Genichiro Inokuma (1902-93) experienced war for a period when he has around forty. In 1939, World War II broke out while he was studying in Paris, and the advancing war forced him to return to Japan. The drumbeat of war was intensifying in Japan, as well, and in 1941 he was sent to China, nominally for cultural observation. After the Pacific War started in December, he was assigned as an army artist responsible for creating war record paintings. In this role, he was dispatched to the Philippines in ’42 and Burma (present Myanmar) in ’43 and worked in war zones a total three times.
Materials from that time confirm the existence of three war record paintings created by Inokuma as an army artist. Two of them were lost, so only the other work still exists. That work, Railroad Construction in East Burma (1944, The National Museum of Modern Art, Tokyo; on indefinite loan to this museum) was painted in Burma at the site of Thai-Burma Railway construction. Although almost no other paintings of war scenes remain, Inokuma did keep, in his own collection, oil paintings he made of local people and scenery in lands he visited as an army artist and sketches he made during evacuation. Many of these are mild, realistic pictures showing daily life, and from them, we can sense the heavy restrictions placed on art expression, at the time, as well as Inokuma’s circumstances as an artist who, even then, had to be painting or drawing something.
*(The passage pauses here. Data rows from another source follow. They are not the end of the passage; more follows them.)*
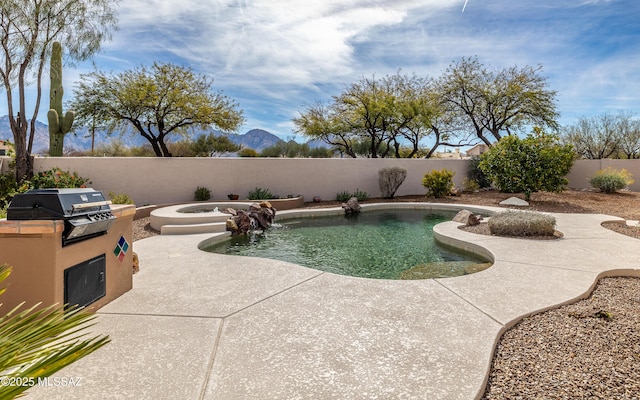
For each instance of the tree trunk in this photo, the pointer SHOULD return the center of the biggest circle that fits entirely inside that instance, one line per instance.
(24, 161)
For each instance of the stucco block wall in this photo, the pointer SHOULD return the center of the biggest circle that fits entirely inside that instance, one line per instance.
(584, 169)
(171, 180)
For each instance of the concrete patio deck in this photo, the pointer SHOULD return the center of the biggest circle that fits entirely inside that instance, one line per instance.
(205, 326)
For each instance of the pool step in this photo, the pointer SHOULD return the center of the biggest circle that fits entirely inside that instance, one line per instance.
(207, 227)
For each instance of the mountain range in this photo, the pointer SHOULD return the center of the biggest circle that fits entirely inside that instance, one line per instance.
(257, 139)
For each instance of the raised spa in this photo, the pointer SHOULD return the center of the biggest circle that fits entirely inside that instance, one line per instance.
(389, 244)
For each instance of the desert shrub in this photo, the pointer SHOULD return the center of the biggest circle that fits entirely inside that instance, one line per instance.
(609, 180)
(361, 195)
(202, 194)
(390, 179)
(470, 185)
(522, 223)
(537, 162)
(57, 178)
(342, 197)
(120, 198)
(438, 182)
(260, 194)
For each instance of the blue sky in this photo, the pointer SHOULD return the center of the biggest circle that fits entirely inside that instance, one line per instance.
(276, 57)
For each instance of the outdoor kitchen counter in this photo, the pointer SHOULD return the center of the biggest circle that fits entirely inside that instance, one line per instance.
(40, 262)
(53, 226)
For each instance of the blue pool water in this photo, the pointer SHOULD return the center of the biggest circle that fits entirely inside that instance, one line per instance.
(392, 244)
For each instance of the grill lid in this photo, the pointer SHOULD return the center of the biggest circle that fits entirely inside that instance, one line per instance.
(56, 204)
(85, 211)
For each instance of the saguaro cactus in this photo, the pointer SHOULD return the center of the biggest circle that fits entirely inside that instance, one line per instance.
(58, 125)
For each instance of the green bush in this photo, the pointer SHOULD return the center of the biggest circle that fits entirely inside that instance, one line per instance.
(537, 162)
(470, 185)
(202, 194)
(438, 182)
(522, 223)
(390, 179)
(609, 180)
(57, 178)
(260, 194)
(342, 197)
(120, 198)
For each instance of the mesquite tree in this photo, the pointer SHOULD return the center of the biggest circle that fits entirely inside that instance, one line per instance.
(158, 103)
(27, 30)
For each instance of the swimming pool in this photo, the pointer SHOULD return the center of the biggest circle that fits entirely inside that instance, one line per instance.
(389, 244)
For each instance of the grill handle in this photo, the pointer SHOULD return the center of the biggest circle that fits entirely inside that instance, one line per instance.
(39, 207)
(80, 206)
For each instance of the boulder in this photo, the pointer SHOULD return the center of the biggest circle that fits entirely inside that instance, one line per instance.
(351, 206)
(259, 216)
(467, 217)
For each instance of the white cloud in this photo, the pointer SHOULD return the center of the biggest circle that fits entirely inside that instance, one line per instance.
(276, 56)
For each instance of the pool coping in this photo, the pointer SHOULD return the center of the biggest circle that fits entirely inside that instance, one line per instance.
(256, 328)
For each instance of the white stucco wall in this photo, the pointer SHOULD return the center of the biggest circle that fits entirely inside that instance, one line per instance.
(168, 180)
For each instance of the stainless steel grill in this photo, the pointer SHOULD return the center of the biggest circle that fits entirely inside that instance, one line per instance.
(85, 211)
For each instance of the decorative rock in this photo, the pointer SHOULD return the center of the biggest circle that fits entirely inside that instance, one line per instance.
(259, 216)
(351, 206)
(467, 217)
(514, 201)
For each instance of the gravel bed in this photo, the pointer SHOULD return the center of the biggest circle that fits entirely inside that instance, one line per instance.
(586, 350)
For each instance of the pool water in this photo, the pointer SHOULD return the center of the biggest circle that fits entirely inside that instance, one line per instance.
(392, 244)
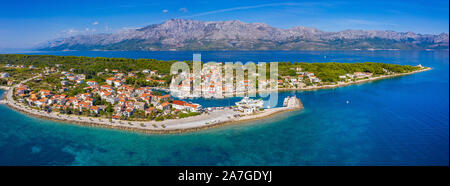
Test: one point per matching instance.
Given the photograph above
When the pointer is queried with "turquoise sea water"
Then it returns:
(397, 121)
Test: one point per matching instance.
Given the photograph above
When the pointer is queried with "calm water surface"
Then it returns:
(398, 121)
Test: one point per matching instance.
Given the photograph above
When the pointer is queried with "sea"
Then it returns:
(396, 121)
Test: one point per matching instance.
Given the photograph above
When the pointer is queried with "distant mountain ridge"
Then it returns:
(181, 34)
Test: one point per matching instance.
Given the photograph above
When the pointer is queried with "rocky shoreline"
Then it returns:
(178, 125)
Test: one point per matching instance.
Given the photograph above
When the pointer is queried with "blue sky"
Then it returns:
(27, 23)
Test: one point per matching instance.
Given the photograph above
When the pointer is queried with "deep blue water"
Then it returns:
(397, 121)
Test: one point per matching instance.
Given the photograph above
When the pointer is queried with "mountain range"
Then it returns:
(181, 34)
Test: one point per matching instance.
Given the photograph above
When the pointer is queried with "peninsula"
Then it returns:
(131, 94)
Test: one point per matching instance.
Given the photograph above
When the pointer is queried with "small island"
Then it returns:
(133, 94)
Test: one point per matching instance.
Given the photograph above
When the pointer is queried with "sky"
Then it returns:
(26, 23)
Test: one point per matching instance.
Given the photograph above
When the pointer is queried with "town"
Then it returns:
(147, 94)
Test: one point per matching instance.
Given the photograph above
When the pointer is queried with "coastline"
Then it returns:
(217, 118)
(192, 126)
After the war, Inokuma almost never spoke of his wartime pictures. This exhibition, held 70 years after the war amid new attention on wartime art, traces his movements at the time and asks how he, as an artist, looked at war and how war influenced his work. Presented, along with Inokuma’s surviving war record painting and other works of that time, are his photos, journals, books, correspondence and other materials, and war record paintings other artists, including Tsuguharu Foujita and Kei Sato, with whom he enjoyed close friendships.